1. CARGO SEGUNDO Por la vía directa, acusó la aplicación indebida del artículo 11 de la Ley 797 de 2003; los artículos 38, 39 y 40 de la Ley 100 de 1993; el artículo 7° del Decreto Ley 2351 de 1965, y el inciso 1 del artículo 26 de la Ley 361 de 1997; violaciones que se dieron como consecuencia de la infracción directa de los artículos 305 y 306 del CPC, en relación con el artículo 145 del CPTSS.
En su demostración, en esencia recordó que el marco de acción para un juzgador está determinado por los hechos y pretensiones, en el caso del demandante, y para el demandado, en los hechos constitutivos que aparezcan probados y que hayan sido alegados en la contestación de la demanda. Luego, al referirse en concreto a este conflicto, manifestó que el juez de apelaciones al imponer un condicionamiento a la reinstalación y a los aportes al sistema de seguridad social, léase pensión de invalidez, había decretado sin duda una excepción, que no tenía ningún fundamento probatorio, con lo cual se conculcaban los artículos 305 y 306 del CPC, citando jurisprudencia de esta Corporación para apoyar su dicho. 1.

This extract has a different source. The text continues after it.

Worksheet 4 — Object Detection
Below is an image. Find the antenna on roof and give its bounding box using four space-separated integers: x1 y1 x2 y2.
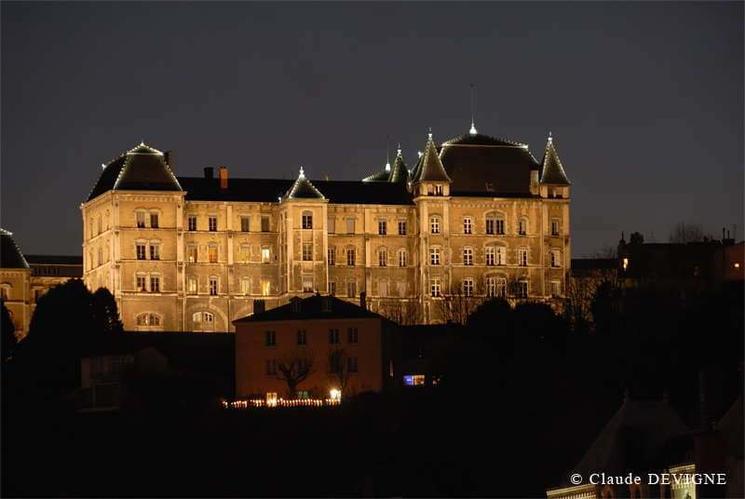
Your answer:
468 83 479 135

RÉPLICA Señaló que la argumentación elaborada por la parte recurrente, en esta ocasión por la vía directa, incurría en dos errores que hacían que el cargo estuviera llamado al fracaso. El primero, relativo a que en tratándose de la violación del principio de consonancia que debe existir entre la sentencia recurrida y las excepciones alegadas por el demandado, era necesario, para poder determinar si existió dicha violación, acudir a los documentos y piezas procesales en los cuales se hubiesen alegado o resultaren probadas dichas excepciones, lo que significa necesariamente, que el cargo debió formularse por la vía indirecta y no por la senda de lo jurídico.

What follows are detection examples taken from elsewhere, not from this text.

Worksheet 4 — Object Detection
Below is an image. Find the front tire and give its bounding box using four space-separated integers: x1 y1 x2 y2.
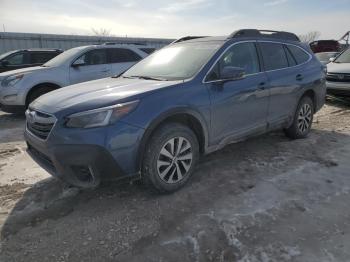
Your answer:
285 96 314 139
142 123 199 193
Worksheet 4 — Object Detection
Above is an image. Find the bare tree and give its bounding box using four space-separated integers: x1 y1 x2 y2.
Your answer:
299 31 321 43
91 28 111 36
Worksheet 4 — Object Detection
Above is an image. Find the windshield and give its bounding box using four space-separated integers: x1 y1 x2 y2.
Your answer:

En segundo lugar, que no era cierto que el Tribunal, al momento de limitar la orden de reintegrar al demandante, hasta la fecha de reconocimiento a favor de este de la pensión de jubilación, - léase de invalidez-, hubiera decretado de oficio « una excepción», entendida esta como « un hecho de carácter modificatorio a las pretensiones» que debiese estar debida y legalmente probada dentro del proceso.
Expresó que la modificación que a la sentencia de primera instancia realizó el Tribunal, no obedeció a que se hubiese dado por demostrado dentro del proceso, que el demandante se encontrase recibiendo una pensión de invalidez, sino a la circunstancia; esta sí completamente probada dentro del expediente, que el actor presentó una pérdida de la capacidad laboral superior al 50%, y que por tanto, podía ser acreedor de una pensión de invalidez, lo que, según la argumentación empleada por el Tribunal, haría improcedente el reintegro y sus efectos económicos.

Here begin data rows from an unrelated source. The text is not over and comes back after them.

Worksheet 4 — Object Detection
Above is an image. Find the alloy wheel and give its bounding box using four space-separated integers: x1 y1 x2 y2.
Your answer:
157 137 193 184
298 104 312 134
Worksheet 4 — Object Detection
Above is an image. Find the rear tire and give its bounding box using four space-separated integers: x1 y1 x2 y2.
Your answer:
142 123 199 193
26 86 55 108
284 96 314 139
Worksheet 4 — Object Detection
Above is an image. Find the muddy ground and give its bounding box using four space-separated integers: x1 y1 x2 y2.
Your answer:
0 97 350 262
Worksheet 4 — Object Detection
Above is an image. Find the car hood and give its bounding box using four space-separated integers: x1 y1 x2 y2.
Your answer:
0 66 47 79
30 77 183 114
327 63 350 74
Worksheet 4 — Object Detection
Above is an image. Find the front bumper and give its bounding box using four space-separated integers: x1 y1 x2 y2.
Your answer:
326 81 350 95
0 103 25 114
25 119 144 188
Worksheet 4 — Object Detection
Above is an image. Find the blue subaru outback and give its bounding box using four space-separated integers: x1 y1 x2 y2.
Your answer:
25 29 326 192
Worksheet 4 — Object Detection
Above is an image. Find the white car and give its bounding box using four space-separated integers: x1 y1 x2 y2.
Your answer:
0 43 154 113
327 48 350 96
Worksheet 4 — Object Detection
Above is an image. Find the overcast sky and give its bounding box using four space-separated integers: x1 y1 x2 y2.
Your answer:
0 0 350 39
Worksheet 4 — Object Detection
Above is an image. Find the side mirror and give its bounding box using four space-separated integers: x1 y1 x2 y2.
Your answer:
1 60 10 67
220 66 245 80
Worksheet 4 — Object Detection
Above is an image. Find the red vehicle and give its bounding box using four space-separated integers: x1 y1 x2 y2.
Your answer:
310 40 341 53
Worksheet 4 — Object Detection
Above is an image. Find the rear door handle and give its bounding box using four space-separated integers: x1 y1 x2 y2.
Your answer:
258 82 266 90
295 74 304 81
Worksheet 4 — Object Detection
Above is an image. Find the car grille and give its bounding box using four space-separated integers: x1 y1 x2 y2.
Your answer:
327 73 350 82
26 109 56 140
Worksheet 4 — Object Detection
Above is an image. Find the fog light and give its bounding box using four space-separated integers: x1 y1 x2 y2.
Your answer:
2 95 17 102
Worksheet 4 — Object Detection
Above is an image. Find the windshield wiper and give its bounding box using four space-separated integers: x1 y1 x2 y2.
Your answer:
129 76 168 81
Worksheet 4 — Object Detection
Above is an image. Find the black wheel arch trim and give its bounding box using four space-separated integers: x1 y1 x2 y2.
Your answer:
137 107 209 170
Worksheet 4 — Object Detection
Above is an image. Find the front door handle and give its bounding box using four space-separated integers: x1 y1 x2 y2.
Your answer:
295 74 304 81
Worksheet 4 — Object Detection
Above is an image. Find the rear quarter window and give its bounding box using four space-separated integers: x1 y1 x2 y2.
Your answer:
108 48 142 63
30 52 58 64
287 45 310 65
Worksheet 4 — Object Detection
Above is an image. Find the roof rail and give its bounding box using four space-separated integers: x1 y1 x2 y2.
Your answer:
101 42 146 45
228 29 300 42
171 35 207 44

Que así las cosas, se debía concluir nuevamente, que esa era una argumentación de naturaleza jurídica que debió ser atacada por el censor por la vía directa, y no acudir a supuestas violaciones de normas procesales, en las que, como se vio, no incurrió ni pudo incurrir el Tribunal. Finalmente y sobre la jurisprudencia que recordó la impugnante, se debía resaltar que la misma no resultaba pertinente en el presente asunto, toda vez que se reiteró, no se trataba de la utilización como excepción, de una posible, eventual o futura pensión de vejez o de invalidez, o de la asunción de estos riegos por parte del sistema de seguridad social integral, sino de la consecuencia que frente a una pretensión de reintegro tenía la circunstancia, plenamente comprobada dentro del expediente, de que el trabajador presentó una discapacidad laboral superior al 50%, y que por tanto, tenía derecho a recibir una pensión de invalidez. 1.
CONSIDERACIONES Debe señalarse que el cargo tiene falencias de orden técnico que lo conducen al fracaso. La primera, se materializa en que la sentencia gravada tuvo como uno de sus soportes, las sentencias CSJ SL, 7 feb. 2006, rad. 25130 y 15 jul. 2008, rad. 32532, así como la sentencias CC T- 062 de 2007 y T – 198 de 2006, brilla por su ausencia, ataque alguno que pretendiera derruir esos fundamentos de la sentencia impugnada, por lo que la misma seguiría manteniendo su intangibilidad y con ello naturalmente, la doble presunción que la acompaña; pues se recuerda que, es deber de quien pone en tela de juicio una sentencia de segunda instancia, destruir todos los soportes que tuvo el sentenciador de segundo grado para construirla, pues aunque se ataquen algunos y prosperen, si quedan otros que no se confutaron, la sentencia se mantendrá incólume sobre aquellos que no fueron atacados y destruidos, a través de las formalidades técnicas propias de este recurso extraordinario.
La segunda, en que no cumplió la recurrente con la obligación de ilustrar a la Sala, en qué consistió la supuesta aplicación indebida en la que habría incurrido el Tribunal, en relación con todas las normas que se citaron en la proposición jurídica y su incidencia en la sentencia acusada. De pasarse por alto lo anterior, se observa que en el fondo de este cargo plantea en esencia el mismo argumento que se esgrimió para el primero, esto es, que le Tribunal no estaba facultado para haber limitado el reintegro y sus efectos, así como el pago de los aportes al sistema se seguridad social, a un eventual reconocimiento de la pensión de invalidez al actor; solo que aquí enderezado a demostrar la violación medio de los artículos 305 y 306 del CPC, pero con fundamento en que, ello constituía una declaratoria oficiosa de una excepción, que desde luego vulneraba las citadas normas legales.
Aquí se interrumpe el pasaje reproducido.